Uma das razoes, entre muitas, porque nao nos devemos automedicar tem que ver com o facto de ser preciso ter os conhecimentos que permitam fazer um diagnostico completo da doenca e, depois, saber escolher a terapêutica adequada, isto é, que seja capaz de atacar o mal sem provocar desequilíbrios fatais no funcionamento do organismo
do paciente. Precisamos, por isso, de alguém que, pelo menos em teoria, assegure que nos cure da doença e não nos mate com a cura.
Vem isto a propósito da receita que está a ser aplicada para enfrentar a crise da nossa divida publica e do deficit orçamental.
Todos estaremos de acordo que, por razoes múltiplas, umas da nossa responsabilidade, outras da responsabilidade de um sistema selvagem que presidiu, e ainda preside, à governança da economia global, estamos numa situação de grandes dificuldades que tem que ser enfrentada com toda a determinação.
O acordo com a Troika é um instrumento, que, embora gostássemos de ter evitado, estabelece uma receita, que sendo difícil de executar, deixa alguma margem para opções que, internamente, permitam conduzir o comboio do nosso destino, com atenção para evitar despistes, mas sem perder capacidade de nos transportar ou atropelando os passageiros.
Na negociação desse acordo teremos conseguido evitar a receita que foi imposta à Grécia e, posteriormente, beneficiamos ainda de alterações nos mecanismos de ajuda da UE, que nos baixaram a taxas de juro e nos alargaram os prazos de pagamento.
Assim sendo tudo parecia indicar que poderíamos, sem perda de rigor e determinação no combate ao problema, ajustar a terapia evitando os efeitos secundários da sobredosagem que, tal como na saúde, só se devera aplicar em situação limite.
Ou seja, nao podemos deixar de adoptar as medidas necessárias, mas nao estamos obrigados a ir para alem disso e, muito menos quando isso pode causar efeitos colaterais que podem por em risco o próprio Pais e a sua capacidade para se levantar.

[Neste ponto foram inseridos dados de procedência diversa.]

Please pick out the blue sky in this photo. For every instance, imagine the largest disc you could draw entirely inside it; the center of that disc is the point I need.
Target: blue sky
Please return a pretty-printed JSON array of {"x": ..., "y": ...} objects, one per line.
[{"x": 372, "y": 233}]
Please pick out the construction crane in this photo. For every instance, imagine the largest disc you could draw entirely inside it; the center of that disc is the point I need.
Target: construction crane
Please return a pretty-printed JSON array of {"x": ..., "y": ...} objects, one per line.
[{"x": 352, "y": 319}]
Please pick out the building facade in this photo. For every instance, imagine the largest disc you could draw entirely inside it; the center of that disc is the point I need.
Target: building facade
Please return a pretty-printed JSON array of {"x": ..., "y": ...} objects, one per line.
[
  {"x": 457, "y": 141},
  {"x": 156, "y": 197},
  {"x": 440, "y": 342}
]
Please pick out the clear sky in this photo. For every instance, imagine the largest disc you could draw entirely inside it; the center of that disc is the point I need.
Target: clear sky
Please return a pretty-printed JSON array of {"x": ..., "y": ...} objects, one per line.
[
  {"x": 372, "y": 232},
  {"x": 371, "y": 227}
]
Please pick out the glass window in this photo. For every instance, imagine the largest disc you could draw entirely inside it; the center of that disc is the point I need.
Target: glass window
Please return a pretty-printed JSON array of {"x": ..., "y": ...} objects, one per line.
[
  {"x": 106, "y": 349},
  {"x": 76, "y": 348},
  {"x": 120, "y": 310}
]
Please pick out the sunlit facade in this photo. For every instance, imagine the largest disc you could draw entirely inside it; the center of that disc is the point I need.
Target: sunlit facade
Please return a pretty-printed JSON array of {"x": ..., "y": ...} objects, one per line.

Como dizia Antonio Costa na Quadratura do Círculo, precisamos de cumprir o acordo com a Troika, mas precisamos de tempo. O tempo do acordo é suficiente. Ir mais depressa pode conduzir ao despiste.
No mesmo sentido vai Pacheco Pereira ao referir que "cumprir com zelo o programa da Troika é fundamental. Como ninguém controla com rigor a execução orçamental, admito que nesse zelo se inclua 'ir mais longe do que a troika' para haver folga para os buracos. Mas duplicar as medidas da Troika e aplicá-las no estilo martelo pilão numa espécie de volúpia de impostos, ou pior ainda ... através de cortes estatísticos, ou seja às cegas, tem um efeito destrutivo muito para alem da recessão de dois anos prevista pelos mais optimistas"
E aqui é que bate o ponto. A receita que está a ser adoptada é uma sobredosagem face à terapêutica concertada que, segundo a imprensa de hoje, ultrapassa em 6 mil milhões de euros a poupança prometida.
E esta sobredosagem tornará insuportável a vida dos pobres, que já nao aguentam mais, provocará o empobrecimento das classes medias, potenciará ainda mais a recessão da nossa economia e afectará, seguramente, a capacidade de retoma.
O ambiente que se respira é preocupante e os sinais de depressão colectiva estão aí.
Sabendo que há muita coisa que nao depende de nós e que a Europa tem que ser capaz de encontrar soluções globais e solidarias, nao seria bom parar um pouco para pensar e, como sugere Pacheco Pereira, pedir a ajuda de sociólogos, historiadores, ou apenas gente com algum saber da vida e do Pais?
É que é preciso evitar que, para curar a doença nao se morra da cura.